The history of humans working with machines is much longer than that of AI. In the manufacturing industry, workers have been working side by side with robotic arms, assembly lines, and industrial robots for more than half a century. Have they experienced similar psychological shocks?
The answer is yes, and it's very serious.
In 1966, General Motors built the most advanced automobile factory in the United States in Lordstown, Ohio, introducing robotic welding equipment and the fastest production line at that time. By the early 1970s, management laid off 300 workers and increased the production line speed from 60 cars per hour to 101—the fastest in the world. Workers were required to complete assembly actions within 60 seconds, with their arms hanging in the same position to operate springs weighing ten pounds. A mistake could break a finger or crush a wrist.
The workers' response was a full - scale rebellion—slacking off, a soaring absenteeism rate, alcohol and drug use on the job, and large - scale deliberate sabotage. Some workers threw parts into the car body, causing new cars to leave the assembly line with unfinished assembly.
In March 1972, a long - lasting strike broke out.
The media coined a term “Lordstown syndrome” to describe the general dissatisfaction of American workers with the quality and meaning of their work. It's not just about wages or working hours but about a more fundamental question: When the rhythm of the machine determines every movement of your body, are you still a whole person?
Subsequent quantitative research confirmed the depth of this harm. A study by the University of Pittsburgh found that after American workers worked with industrial robots, work - related injuries did decrease—by 1.2 cases per 100 workers. However, the mortality rate related to drugs or alcohol increased significantly, by 37.8 cases per 100,000 people, and the suicide rate and mental health problems also rose.

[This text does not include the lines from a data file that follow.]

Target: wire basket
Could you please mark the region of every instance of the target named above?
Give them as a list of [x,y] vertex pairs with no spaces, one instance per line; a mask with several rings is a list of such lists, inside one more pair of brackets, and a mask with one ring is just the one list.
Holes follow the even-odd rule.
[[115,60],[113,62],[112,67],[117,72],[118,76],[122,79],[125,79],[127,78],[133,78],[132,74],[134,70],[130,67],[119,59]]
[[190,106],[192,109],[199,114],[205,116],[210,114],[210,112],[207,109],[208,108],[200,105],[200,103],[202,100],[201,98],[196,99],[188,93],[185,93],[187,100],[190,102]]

An interesting comparison is Germany.
The same study found that German workers didn't show significant changes in mental health after being exposed to industrial robots. Researchers speculated that this was related to Germany's stronger labor protection system and social safety net. In other words, the machine itself doesn't necessarily harm people, but in a system that makes people feel insecure, the machine will amplify that insecurity.
In 1974, Harry Braverman, a former metalworker and sociologist, provided a theoretical framework for these phenomena in “Labor and Monopoly Capital.” His core proposition is that the essential tendency of capitalist management is to separate “conception” from “execution”—management monopolizes the power of planning and design, leaving workers only with the mechanical execution part. This separation deprives workers of knowledge and judgment in the labor process, thus degrading work to “almost the level of animal labor.”

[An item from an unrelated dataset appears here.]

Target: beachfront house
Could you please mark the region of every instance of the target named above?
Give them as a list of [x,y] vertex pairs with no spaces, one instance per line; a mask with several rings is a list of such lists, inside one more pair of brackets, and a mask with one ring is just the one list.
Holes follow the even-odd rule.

Braverman called it “deskilling.”
Half a century later, from industrial robots to AI, what has changed, and what has remained the same?
What hasn't changed is the core question—people lose their sense of meaning in the relationship with machines. The workers in Lordstown felt like an extension of the assembly line, the engineers at Anthropic feel like approvers of AI, and the “draftees” at Meta feel like feeders of AI. Stripping away the technical shell, the underlying psychological harm is surprisingly similar.

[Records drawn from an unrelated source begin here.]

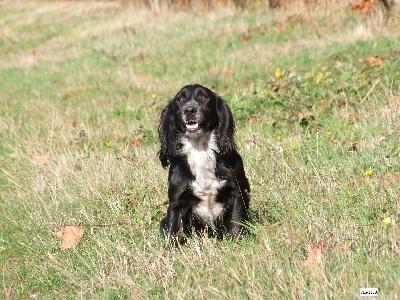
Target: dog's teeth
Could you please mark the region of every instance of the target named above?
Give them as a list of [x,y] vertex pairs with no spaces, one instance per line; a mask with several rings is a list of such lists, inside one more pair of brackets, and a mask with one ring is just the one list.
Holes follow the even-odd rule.
[[187,129],[196,129],[197,127],[199,127],[199,123],[186,124]]

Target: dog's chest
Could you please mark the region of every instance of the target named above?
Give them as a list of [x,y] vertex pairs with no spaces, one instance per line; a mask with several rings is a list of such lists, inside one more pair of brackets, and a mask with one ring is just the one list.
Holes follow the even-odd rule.
[[191,183],[193,194],[201,201],[194,207],[193,213],[203,221],[213,225],[224,211],[221,203],[216,202],[219,189],[226,183],[215,175],[217,145],[213,134],[208,139],[186,140],[183,152],[195,179]]

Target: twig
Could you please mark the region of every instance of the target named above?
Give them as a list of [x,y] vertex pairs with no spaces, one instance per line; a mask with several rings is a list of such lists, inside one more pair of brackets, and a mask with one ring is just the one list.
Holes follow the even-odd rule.
[[65,224],[64,226],[80,226],[80,227],[116,227],[116,226],[125,226],[125,225],[135,225],[131,222],[118,222],[118,223],[109,223],[109,224]]

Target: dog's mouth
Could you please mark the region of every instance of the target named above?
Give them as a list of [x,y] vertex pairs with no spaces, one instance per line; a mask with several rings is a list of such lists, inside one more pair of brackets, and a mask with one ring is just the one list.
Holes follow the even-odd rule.
[[195,131],[199,128],[199,123],[198,122],[194,122],[194,121],[190,121],[190,122],[186,122],[186,129],[189,131]]

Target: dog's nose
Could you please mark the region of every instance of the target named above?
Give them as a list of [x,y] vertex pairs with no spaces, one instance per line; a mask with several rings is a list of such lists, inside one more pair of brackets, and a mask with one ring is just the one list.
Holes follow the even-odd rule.
[[195,115],[197,113],[197,107],[196,106],[187,106],[183,109],[183,112],[186,115]]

But what has changed is even more disturbing:
The injured group has changed. The victims in Lordstown were blue - collar workers—at that time, in the social discourse, their pain was acknowledged but often attributed to “low education levels” or “inability to adapt to technological progress.” Today, the injured are the top - tier knowledge workers in Silicon Valley—Anthropic's researchers, Meta's senior engineers, and people with six - figure salaries. If even they are having existential crises, how long can the narrative of “learning new skills can help you adapt” hold?